4. **Reports capabilities** — does it support multi-turn? Surgical edits? Native skill loading? Tool use?
### 3.4 Skill registry
See [`skills-protocol.md`](skills-protocol.md). Scans three locations and merges:
| Source | Priority | Purpose |
|---|---|---|
| `./.claude/skills/` | highest | project-private skills |
| `./skills/` | medium | project-declared skills |
| `~/.claude/skills/` | lowest | user-global skills |
Conflicts resolve by priority (higher wins). Each skill parsed once; watched for changes in dev.
### 3.5 Design-system resolver
- Looks for `./DESIGN.md` first, then `./design-system/DESIGN.md`, then user-configured path.
- Parses the 9-section format (see [awesome-claude-design][acd] schema).
- Injects as a prepended system message on every agent run, plus as a `{{ design_system }}` template variable skills can reference.
- Hot-reloads on file change in dev.
### 3.6 Artifact store
Plain files on disk under daemon-managed storage.
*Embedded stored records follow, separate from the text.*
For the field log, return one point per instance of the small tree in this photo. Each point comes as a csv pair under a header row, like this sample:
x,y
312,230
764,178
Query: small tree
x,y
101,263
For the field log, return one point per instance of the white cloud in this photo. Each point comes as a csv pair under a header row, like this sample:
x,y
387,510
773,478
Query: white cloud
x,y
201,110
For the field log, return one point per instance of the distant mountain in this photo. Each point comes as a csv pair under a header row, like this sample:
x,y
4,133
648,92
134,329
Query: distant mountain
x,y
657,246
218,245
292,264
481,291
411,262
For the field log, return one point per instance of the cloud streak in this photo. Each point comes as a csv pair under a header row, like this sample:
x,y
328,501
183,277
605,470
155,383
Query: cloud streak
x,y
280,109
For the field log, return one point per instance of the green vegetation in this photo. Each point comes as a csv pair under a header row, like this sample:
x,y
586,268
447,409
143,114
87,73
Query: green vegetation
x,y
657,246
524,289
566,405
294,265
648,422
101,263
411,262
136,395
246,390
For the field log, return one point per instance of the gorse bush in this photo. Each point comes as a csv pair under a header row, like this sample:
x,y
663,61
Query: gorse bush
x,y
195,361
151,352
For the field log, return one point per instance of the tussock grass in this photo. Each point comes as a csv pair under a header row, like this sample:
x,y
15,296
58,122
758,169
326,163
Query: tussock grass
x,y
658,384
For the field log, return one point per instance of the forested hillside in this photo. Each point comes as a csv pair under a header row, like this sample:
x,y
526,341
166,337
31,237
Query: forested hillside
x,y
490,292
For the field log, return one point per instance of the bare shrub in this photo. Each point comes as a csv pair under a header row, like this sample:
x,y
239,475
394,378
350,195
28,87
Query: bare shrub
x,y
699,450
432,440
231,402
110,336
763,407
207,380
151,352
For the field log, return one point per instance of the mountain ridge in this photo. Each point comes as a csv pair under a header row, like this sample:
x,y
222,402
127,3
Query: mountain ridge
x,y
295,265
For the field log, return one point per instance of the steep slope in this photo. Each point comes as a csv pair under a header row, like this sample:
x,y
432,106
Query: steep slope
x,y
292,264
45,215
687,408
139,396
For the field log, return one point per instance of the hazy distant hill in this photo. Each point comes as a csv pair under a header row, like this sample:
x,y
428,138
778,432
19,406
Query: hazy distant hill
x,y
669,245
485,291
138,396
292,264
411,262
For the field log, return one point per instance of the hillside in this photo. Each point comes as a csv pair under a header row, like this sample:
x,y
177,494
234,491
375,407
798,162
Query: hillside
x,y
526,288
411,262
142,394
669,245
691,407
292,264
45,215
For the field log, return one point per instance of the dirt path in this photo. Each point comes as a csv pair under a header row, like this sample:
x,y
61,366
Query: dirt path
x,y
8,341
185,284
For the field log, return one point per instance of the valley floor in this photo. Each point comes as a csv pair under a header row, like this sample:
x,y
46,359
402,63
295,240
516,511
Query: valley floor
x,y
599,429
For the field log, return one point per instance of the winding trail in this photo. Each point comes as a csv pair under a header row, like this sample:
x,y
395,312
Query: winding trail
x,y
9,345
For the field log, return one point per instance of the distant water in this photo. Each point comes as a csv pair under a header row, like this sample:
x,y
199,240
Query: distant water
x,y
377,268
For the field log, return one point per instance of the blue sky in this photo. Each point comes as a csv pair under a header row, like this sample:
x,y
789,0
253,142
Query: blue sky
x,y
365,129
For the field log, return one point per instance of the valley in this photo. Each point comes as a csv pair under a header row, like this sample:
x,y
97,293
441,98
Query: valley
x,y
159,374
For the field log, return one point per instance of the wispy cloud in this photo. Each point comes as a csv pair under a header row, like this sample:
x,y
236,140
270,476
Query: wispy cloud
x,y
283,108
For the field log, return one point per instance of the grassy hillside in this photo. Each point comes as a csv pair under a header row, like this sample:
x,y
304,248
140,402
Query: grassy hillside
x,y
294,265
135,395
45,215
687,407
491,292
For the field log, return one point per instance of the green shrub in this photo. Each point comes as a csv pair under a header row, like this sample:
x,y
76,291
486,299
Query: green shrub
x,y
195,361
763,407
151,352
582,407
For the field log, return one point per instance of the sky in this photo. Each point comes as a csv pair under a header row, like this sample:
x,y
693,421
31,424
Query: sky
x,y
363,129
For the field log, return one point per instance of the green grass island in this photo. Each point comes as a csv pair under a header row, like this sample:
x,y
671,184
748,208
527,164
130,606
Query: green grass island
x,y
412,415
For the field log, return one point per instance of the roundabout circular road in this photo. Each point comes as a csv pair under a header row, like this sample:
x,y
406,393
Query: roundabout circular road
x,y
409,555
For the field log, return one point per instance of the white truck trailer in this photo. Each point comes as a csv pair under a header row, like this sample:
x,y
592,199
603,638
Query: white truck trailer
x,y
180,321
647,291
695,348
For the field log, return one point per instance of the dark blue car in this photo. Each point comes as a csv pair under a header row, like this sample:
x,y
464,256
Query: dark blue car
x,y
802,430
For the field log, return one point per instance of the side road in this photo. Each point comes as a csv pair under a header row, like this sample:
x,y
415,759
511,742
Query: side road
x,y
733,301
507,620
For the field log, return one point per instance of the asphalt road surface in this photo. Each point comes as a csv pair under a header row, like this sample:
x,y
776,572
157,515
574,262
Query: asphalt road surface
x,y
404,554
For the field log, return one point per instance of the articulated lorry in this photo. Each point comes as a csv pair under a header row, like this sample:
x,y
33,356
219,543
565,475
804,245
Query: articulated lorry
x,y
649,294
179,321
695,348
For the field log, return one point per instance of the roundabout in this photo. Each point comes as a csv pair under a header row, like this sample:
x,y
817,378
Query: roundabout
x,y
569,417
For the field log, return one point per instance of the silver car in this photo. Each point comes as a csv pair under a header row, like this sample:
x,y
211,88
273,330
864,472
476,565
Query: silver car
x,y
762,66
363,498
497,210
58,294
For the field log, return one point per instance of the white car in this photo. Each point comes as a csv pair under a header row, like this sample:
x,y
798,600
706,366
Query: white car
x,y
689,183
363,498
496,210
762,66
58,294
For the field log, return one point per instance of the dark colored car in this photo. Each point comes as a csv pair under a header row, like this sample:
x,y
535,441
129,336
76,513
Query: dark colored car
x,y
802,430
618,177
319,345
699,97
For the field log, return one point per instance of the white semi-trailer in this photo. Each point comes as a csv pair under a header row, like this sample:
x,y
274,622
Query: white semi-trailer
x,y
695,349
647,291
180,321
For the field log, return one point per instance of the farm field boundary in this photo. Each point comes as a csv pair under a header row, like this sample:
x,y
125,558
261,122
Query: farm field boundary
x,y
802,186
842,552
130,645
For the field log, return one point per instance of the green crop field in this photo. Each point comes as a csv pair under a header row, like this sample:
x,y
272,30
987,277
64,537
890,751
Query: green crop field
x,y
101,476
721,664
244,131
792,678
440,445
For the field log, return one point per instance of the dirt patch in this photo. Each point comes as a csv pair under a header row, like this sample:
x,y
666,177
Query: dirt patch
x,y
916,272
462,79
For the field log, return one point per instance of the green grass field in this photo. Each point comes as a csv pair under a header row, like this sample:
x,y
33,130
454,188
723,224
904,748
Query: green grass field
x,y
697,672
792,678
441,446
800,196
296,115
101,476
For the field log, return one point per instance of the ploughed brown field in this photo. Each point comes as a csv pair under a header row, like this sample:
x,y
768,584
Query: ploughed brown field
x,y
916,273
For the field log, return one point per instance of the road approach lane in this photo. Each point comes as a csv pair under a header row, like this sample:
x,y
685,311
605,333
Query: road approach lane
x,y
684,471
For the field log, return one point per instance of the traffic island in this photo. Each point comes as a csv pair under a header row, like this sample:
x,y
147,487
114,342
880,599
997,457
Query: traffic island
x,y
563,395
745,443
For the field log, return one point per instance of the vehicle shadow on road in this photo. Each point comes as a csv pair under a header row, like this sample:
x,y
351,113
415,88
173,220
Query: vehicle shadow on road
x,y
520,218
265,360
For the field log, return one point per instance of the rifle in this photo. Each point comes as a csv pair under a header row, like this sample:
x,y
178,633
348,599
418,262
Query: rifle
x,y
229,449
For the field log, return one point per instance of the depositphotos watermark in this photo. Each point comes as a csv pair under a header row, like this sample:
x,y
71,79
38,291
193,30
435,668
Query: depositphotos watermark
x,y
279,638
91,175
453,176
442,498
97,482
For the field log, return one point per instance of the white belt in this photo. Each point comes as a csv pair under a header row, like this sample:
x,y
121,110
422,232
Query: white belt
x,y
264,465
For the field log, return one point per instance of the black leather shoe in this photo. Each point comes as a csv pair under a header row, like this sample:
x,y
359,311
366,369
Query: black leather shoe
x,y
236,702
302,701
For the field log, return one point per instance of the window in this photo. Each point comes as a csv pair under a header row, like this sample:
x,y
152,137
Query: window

This historical architecture
draft does not define current data paths. Current path rules live only in root
`AGENTS.md`**Daemon data directory contract**; read it before changing or
documenting any storage path.
Rationale:
- **Plain files** → artifacts can be inspected and exported without a proprietary binary format.
- **`artifact.json` metadata** → OD can reconstruct the artifact tree without a DB.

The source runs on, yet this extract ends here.